無駄な期待

人はなぜつぶやくのだろう?

それは自分にわき上がった感情や思いを誰かに共感して欲しいから。
今自分が生きていて、それを認めてくれる仲間が欲しいから。

 でも、それって自分の内部に、自分の感情を受け止めてくれる他者がいないということでもある。

共感を期待して感情をだし、誰からも受け止められないリスクを考えると、自分の中にもう一人の自分を生みだし、そいつに共感してもらうことで完結する方が安全ではないだろうか?

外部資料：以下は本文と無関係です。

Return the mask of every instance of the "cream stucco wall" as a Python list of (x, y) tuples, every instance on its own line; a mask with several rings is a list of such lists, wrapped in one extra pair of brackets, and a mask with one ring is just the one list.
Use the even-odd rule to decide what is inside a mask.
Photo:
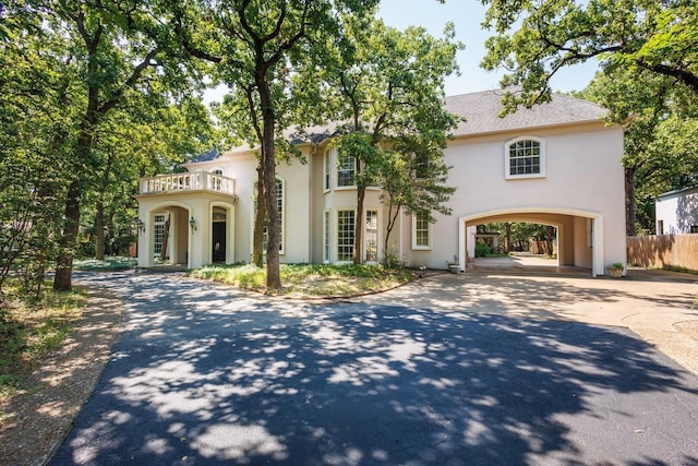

私は言葉が多い。それ即ち、私を認めて欲しい強い欲求の表れ。
しかし、その要求を言ったところで、親、兄弟、友人、配偶者といった周囲との関係は最悪だし、彼らは自分の側でしか言葉を紡ぐことが出来ないので、話すだけ無駄である。
共感どころか、こっちが相手に共感しなくてはならないはめになる。

愚かな私はそれでも相手に共感して欲しくて必死で相手に気を配り、いつか私のことを真剣に思ってくれる幻想を抱いてた。…待てど暮らせどその日はこない。
結局私の期待が間違えていたようだ。
私の気持ちを共感できるのは、もう一人の私だけ。
その一人とよく話をして自分の中で完結した方が、効果的で賢い選択だ。

人は孤独になるほど、人に恵まれる。
人を求め期待を寄せて彷徨えば、よからぬ輩につけいられるだけ、同類を引き寄せるだけ。
精神的自立なき人に、自分を超えて他者目線で考えることなどできない。
幼き精神の我と我のぶつかりあいは、どちらの力が強いかのシーソーゲームになって、勝っても負けても絆という人間として大切な要素を手に入れることはできない。

すべての人との繋がりを諦めて、我の中に我を見つけることこそが、今のこの不快な現実から立ち直る唯一の術であると思う。